As the new financial year starts from April 1, a new Bill becomes law on virtual crypto assets. As per the Bill, one needs to follow a specific taxation regime for virtual digital asset (VDA).

This includes flat 30 per cent tax on profits without any slab deduction.

The loss in one VDA will not be set off from profit in another VDA. Hence all loss transactions will be ignored for tax calculation and only profit will be calculated. All trading pairs be it fiat to crypto or crypto to crypto will be a taxable event. Apart from holding and trading, even gifting of VDA will be taxable in the hands of the recipients. This tax Bill even covers miners as no expenses of setting up mining are allowed as deduction.

"Therefore, mining transaction cost of purchase will be zero. What can be set off is only the cost of acquisition/purchase on VDA," says Manoj Dalmia, founder, Proaasetz Exchange.

Only profit will be taxed flat 30 per cent without any set off on losses and other cost if mining is included. Only cost of acquisition/purchase on VDA will be considered, he added.

Taxation on crypto assets was clarified in the Union Budget 2022-23. As included in the Union Budget 2022, Minister of Finance Nirmala Sitharaman announced that virtual assets transferred in the digital world will be subject to a 30 per cent tax rate.

Amit Gupta, MD, SAG Infotech, said: "In order to capture transaction details, the minister also stated that government would make the provision for a Tax Deducted at Source (TDS) at the rate of 1 per cent of consideration paid in relation to the transfer of virtual digital assets."

Despite the Finance Bill, the crypto industry sees space for reasonable changes in tax policy.

Crypto assets are to public blockchains, what equities are to public companies. Taxes on crypto should therefore be at par with those in the equity markets.

TDS is to provide a tax trail. A lower TDS can do so without driving users out of KYC-compliant platforms. User protection and tax compliance can co-exist.

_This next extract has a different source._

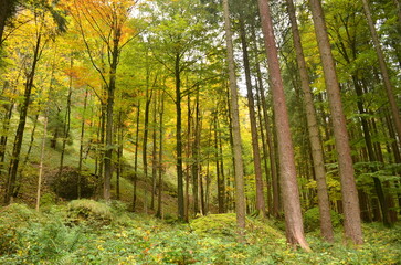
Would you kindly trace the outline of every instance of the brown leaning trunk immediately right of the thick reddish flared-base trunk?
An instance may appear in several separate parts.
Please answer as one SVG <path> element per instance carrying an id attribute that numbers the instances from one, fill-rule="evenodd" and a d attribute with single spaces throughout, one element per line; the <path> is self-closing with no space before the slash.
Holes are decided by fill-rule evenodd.
<path id="1" fill-rule="evenodd" d="M 320 215 L 320 231 L 325 240 L 333 242 L 333 224 L 330 216 L 330 202 L 327 192 L 325 159 L 321 149 L 321 140 L 317 124 L 316 109 L 313 102 L 313 95 L 309 86 L 309 76 L 306 67 L 304 51 L 300 43 L 300 34 L 296 21 L 295 7 L 293 0 L 287 0 L 288 14 L 293 31 L 294 46 L 296 51 L 296 60 L 300 76 L 300 85 L 303 89 L 304 106 L 306 110 L 306 121 L 308 125 L 309 141 L 312 148 L 312 157 L 314 162 L 314 172 L 317 182 L 317 197 Z"/>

"A lower TDS can provide the government with the required tax trail without locking up the users' capital. A higher TDS does not increase tax compliance, instead, it could drive away users from KYC-compliant platforms to the grey market," says Ashish Singhal, co-founder and

CEO, CoinSwitch.

Crypto assets are not independent of the underlying blockchain network. Just like public companies have tradable assets offered to retail investors in the form of equity, public blockchains have tradable assets in the form of crypto assets.

The crypto market is driven by high-frequency traders, like intraday traders in equity markets. These traders operate on extremely thin margins, and locking up their capital with high TDS will restrict their ability to operate.

Further, a flat 30 per cent tax that does not differentiate short-term capital gains from long-term gains, with no provision for deducting expenses incurred or offsetting losses is not in tune with the tax framework for other asset classes and is discriminatory.

The industry has also not yet received the clarifications it had sought on the implementation of tax proposals, and this ambiguity may result in operational obstacles. It is the need of the hour that the government issue these clarifications before the TDS comes into effect on July 1.

A cohesive tax framework, Singhal goes on, would encourage users to diversify their investments across asset classes, thereby promoting financial discipline. To further safeguard users, exchanges and platforms could be subjected to regulatory standards on operations, compliance and security. This will allow the industry to progress and crypto users to continue to benefit from their investments.

Indians have already invested more than $6 billion in cryptos, and prohibitive taxes are likely to unsettle these investors, expose them to possible losses, and possibly drive them out of an industry building the future of the internet in India — for Indians and the world — in pace with the government's mission of Atmanirbhar Bharat.